И все красивые невероятно.

Чуть грустно на это смотреть – себя вспоминаешь, никто ведь не молодеет, того, что не сбылось и уже никогда не сбудется, больше, чем того, что сбылось. И перед этой вот прекрасной Россией будущего неловко немного. Они – даже те, которые постарше, – если и слышали уже, читали что-то про разное происходящее в унылой России настоящего, все равно не понимают еще толком, что с каждым годом страна, которую им предстоит обживать, становится чуть менее уютной. Чуть меньше свобод, чуть меньше возможностей, чуть меньше воздуха, чтобы дышать.

Впрочем, про то, что бывает за неаккуратный комментарий или даже за бездумно нажатую кнопку «подписаться» в социальной сети, некоторые из них успевают узнать еще в школе.

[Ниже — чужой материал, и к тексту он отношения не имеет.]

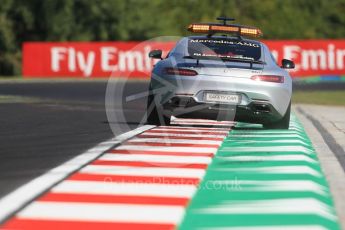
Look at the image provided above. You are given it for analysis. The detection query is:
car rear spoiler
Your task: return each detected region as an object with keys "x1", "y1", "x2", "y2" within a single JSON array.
[{"x1": 183, "y1": 55, "x2": 265, "y2": 69}]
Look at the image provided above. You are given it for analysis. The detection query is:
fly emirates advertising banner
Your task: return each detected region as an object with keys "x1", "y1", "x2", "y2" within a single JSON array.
[{"x1": 23, "y1": 40, "x2": 345, "y2": 79}]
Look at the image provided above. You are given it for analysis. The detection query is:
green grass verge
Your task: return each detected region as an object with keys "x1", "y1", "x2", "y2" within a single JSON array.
[
  {"x1": 0, "y1": 95, "x2": 41, "y2": 104},
  {"x1": 293, "y1": 90, "x2": 345, "y2": 106},
  {"x1": 0, "y1": 76, "x2": 22, "y2": 80}
]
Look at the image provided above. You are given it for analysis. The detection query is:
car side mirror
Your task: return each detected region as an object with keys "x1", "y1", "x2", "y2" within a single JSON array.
[
  {"x1": 281, "y1": 59, "x2": 295, "y2": 69},
  {"x1": 149, "y1": 50, "x2": 163, "y2": 60}
]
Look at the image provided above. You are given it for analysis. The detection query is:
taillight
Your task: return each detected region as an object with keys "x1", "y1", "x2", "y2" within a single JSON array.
[
  {"x1": 165, "y1": 68, "x2": 198, "y2": 76},
  {"x1": 251, "y1": 75, "x2": 284, "y2": 83}
]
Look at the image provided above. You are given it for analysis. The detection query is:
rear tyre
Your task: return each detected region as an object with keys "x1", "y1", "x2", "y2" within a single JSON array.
[
  {"x1": 146, "y1": 93, "x2": 171, "y2": 126},
  {"x1": 263, "y1": 102, "x2": 291, "y2": 129}
]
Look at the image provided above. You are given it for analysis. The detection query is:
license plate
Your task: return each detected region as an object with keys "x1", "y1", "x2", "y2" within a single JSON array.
[{"x1": 205, "y1": 93, "x2": 240, "y2": 104}]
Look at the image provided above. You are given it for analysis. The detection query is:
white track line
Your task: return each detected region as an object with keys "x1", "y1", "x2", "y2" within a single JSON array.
[
  {"x1": 229, "y1": 134, "x2": 306, "y2": 139},
  {"x1": 128, "y1": 138, "x2": 222, "y2": 145},
  {"x1": 17, "y1": 201, "x2": 185, "y2": 224},
  {"x1": 220, "y1": 146, "x2": 313, "y2": 154},
  {"x1": 233, "y1": 131, "x2": 304, "y2": 135},
  {"x1": 0, "y1": 125, "x2": 155, "y2": 223},
  {"x1": 171, "y1": 121, "x2": 234, "y2": 124},
  {"x1": 80, "y1": 165, "x2": 206, "y2": 178},
  {"x1": 172, "y1": 118, "x2": 235, "y2": 123},
  {"x1": 52, "y1": 180, "x2": 197, "y2": 198},
  {"x1": 139, "y1": 133, "x2": 227, "y2": 138},
  {"x1": 145, "y1": 129, "x2": 229, "y2": 134},
  {"x1": 205, "y1": 226, "x2": 328, "y2": 230},
  {"x1": 210, "y1": 180, "x2": 328, "y2": 195},
  {"x1": 224, "y1": 139, "x2": 309, "y2": 145},
  {"x1": 197, "y1": 198, "x2": 336, "y2": 221},
  {"x1": 116, "y1": 145, "x2": 219, "y2": 153},
  {"x1": 218, "y1": 155, "x2": 317, "y2": 163},
  {"x1": 171, "y1": 122, "x2": 234, "y2": 127},
  {"x1": 216, "y1": 166, "x2": 322, "y2": 177},
  {"x1": 158, "y1": 126, "x2": 231, "y2": 131},
  {"x1": 99, "y1": 153, "x2": 212, "y2": 164}
]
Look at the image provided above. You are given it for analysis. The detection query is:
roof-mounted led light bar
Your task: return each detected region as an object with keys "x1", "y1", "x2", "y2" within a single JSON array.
[{"x1": 187, "y1": 20, "x2": 263, "y2": 38}]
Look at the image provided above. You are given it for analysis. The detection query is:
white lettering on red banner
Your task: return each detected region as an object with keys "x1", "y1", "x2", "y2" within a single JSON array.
[{"x1": 23, "y1": 40, "x2": 345, "y2": 78}]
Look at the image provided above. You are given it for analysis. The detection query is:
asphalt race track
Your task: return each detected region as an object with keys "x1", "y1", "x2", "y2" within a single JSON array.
[
  {"x1": 0, "y1": 80, "x2": 150, "y2": 198},
  {"x1": 1, "y1": 80, "x2": 344, "y2": 199},
  {"x1": 0, "y1": 80, "x2": 344, "y2": 229}
]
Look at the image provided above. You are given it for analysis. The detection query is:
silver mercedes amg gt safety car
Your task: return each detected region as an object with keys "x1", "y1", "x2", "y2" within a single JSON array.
[{"x1": 146, "y1": 17, "x2": 294, "y2": 129}]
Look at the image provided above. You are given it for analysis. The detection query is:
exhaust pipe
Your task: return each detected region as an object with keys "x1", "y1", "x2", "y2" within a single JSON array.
[{"x1": 253, "y1": 104, "x2": 271, "y2": 113}]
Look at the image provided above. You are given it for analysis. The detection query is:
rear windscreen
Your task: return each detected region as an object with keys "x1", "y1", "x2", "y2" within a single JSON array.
[{"x1": 188, "y1": 38, "x2": 261, "y2": 61}]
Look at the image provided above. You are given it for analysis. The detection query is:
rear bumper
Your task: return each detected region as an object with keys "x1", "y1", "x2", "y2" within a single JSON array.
[
  {"x1": 150, "y1": 74, "x2": 292, "y2": 117},
  {"x1": 163, "y1": 96, "x2": 282, "y2": 124}
]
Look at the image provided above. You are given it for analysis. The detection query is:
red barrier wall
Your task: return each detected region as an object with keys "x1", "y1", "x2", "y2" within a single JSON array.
[{"x1": 23, "y1": 40, "x2": 345, "y2": 78}]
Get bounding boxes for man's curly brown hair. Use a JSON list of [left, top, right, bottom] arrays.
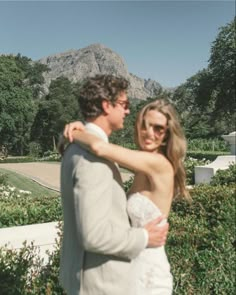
[[78, 74, 129, 119]]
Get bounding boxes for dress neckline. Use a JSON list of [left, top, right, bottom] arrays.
[[128, 192, 161, 212]]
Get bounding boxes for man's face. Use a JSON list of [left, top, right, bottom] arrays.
[[108, 91, 130, 131]]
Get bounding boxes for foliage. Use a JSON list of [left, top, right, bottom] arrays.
[[0, 242, 44, 295], [0, 192, 61, 228], [186, 150, 229, 161], [187, 138, 228, 152], [210, 164, 236, 186], [0, 170, 61, 228], [123, 175, 134, 193], [31, 77, 80, 152], [14, 53, 49, 98], [28, 142, 42, 158], [0, 54, 48, 156], [0, 172, 8, 185], [0, 225, 66, 295], [167, 184, 235, 294], [0, 157, 36, 164], [172, 18, 236, 138], [38, 150, 61, 162], [208, 17, 236, 119], [0, 55, 36, 155]]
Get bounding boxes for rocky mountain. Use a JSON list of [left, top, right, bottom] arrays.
[[38, 43, 163, 100]]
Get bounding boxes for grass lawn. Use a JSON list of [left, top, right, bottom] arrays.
[[0, 168, 58, 198]]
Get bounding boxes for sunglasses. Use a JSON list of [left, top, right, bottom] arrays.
[[142, 121, 168, 135], [153, 124, 168, 135], [115, 100, 130, 110]]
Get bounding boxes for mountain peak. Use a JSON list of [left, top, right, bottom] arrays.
[[38, 44, 162, 100]]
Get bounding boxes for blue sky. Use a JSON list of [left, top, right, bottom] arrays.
[[0, 0, 234, 87]]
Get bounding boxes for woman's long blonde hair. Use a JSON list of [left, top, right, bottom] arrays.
[[135, 99, 190, 200]]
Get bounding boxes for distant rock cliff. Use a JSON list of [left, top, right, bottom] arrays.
[[38, 43, 163, 100]]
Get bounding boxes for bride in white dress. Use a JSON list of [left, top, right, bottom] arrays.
[[63, 99, 190, 294]]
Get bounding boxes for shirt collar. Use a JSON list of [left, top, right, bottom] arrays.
[[85, 122, 109, 143]]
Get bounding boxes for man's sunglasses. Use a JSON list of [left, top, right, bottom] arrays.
[[115, 100, 130, 110]]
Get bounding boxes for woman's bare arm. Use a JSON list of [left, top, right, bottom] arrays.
[[72, 130, 170, 176]]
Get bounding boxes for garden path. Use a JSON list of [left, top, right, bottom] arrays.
[[0, 162, 60, 191], [0, 162, 132, 192]]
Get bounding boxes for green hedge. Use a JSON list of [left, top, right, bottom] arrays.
[[0, 227, 66, 295], [187, 150, 230, 161], [210, 164, 236, 186], [0, 195, 62, 228], [167, 184, 235, 294], [0, 157, 36, 164]]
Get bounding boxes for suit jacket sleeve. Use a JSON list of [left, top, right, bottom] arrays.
[[72, 152, 146, 260]]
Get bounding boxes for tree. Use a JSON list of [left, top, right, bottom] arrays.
[[208, 17, 235, 117], [172, 18, 236, 138], [0, 55, 37, 155], [15, 54, 49, 98], [31, 77, 80, 152]]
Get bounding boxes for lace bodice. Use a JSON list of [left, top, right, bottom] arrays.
[[127, 192, 166, 228], [127, 192, 173, 295]]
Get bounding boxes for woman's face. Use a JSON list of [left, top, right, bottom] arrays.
[[138, 109, 168, 152]]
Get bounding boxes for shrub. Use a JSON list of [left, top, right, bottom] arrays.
[[187, 138, 229, 152], [0, 172, 8, 186], [167, 184, 235, 294], [0, 186, 62, 228], [123, 175, 134, 193], [210, 164, 236, 186], [0, 224, 66, 295], [0, 157, 35, 164], [28, 142, 42, 158], [38, 150, 61, 162], [187, 150, 229, 161]]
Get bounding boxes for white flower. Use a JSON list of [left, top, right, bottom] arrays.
[[3, 191, 10, 197], [18, 189, 31, 195], [8, 186, 16, 192]]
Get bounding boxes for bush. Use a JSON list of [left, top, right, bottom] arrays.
[[167, 184, 235, 294], [28, 142, 42, 158], [210, 164, 236, 186], [38, 150, 61, 162], [0, 224, 66, 295], [0, 193, 62, 228], [187, 150, 229, 161], [123, 175, 134, 193], [0, 179, 62, 228], [0, 172, 8, 186], [187, 138, 229, 152], [0, 157, 36, 164]]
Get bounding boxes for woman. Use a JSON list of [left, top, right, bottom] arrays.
[[63, 99, 190, 294]]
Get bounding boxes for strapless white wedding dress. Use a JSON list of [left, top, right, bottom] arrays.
[[127, 192, 173, 295]]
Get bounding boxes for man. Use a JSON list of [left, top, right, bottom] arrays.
[[59, 74, 168, 295]]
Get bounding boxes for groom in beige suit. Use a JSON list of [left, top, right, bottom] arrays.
[[59, 75, 168, 295]]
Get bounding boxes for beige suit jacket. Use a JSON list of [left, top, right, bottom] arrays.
[[59, 127, 146, 295]]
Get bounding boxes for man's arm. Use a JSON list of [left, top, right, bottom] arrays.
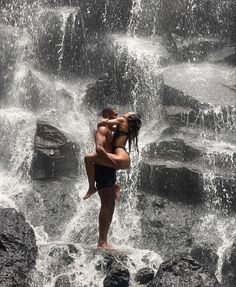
[[95, 126, 117, 168]]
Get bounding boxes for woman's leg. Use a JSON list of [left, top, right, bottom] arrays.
[[83, 152, 97, 199], [83, 149, 130, 200], [93, 149, 130, 170]]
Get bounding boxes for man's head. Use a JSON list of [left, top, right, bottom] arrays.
[[102, 107, 118, 119]]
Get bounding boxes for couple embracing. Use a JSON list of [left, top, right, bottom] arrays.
[[83, 107, 142, 250]]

В этом году и вовсе все по-особенному, поводов для грусти больше, чем обычно, и дело не только в пандемии, сломавшей традиционный формат торжественных линеек.

Гальванизация трупа

В русской литературе, которую тех немногих детей, которым с учителем повезет, в школе научат любить, а остальных – научат бояться, все уже, конечно, было. Про нас нынешних разные прежде говорили классики, но больше прочих, к сожалению (да, именно что к сожалению), – Михаил Евграфович Салтыков-Щедрин.

«Через неделю (после чего?), – пишет летописец, – глуповцев поразило неслыханное зрелище. Север потемнел и покрылся тучами; из этих туч нечто неслось на город: не то ливень, не то смерч. Полное гнева, оно неслось, буровя землю, грохоча, гудя и стеня и по временам изрыгая из себя какие-то глухие, каркающие звуки. Хотя оно было еще не близко, но воздух в городе заколебался, колокола сами собой загудели, деревья взъерошились, животные обезумели и метались по полю, не находя дороги в город. Оно близилось, и по мере того как близилось, время останавливало бег свой. Наконец земля затряслась, солнце померкло… глуповцы пали ниц. Неисповедимый ужас выступил на всех лицах, охватил все сердца».

Оно подкрадывалось к детям постепенно: разрасталась изобретенная в ведомстве Сергея Шойгу Юнармия, катились по школам уроки мужества и патриотизма, то там, то здесь пытались возродить добрую советскую традицию проведения «политинформаций» с обязательными рассказами о мудрости президента и его великих свершениях. То там, то здесь не в меру ретивые священники и просто дамы с несложившейся личной жизнью начинали вести факультативы о правильном мироустройстве, в котором место девочек – у плиты и у детской кроватки (с обязательной слезой), а место мальчиков – ну, на войне, естественно, там, где убивают и умирают. Где же еще.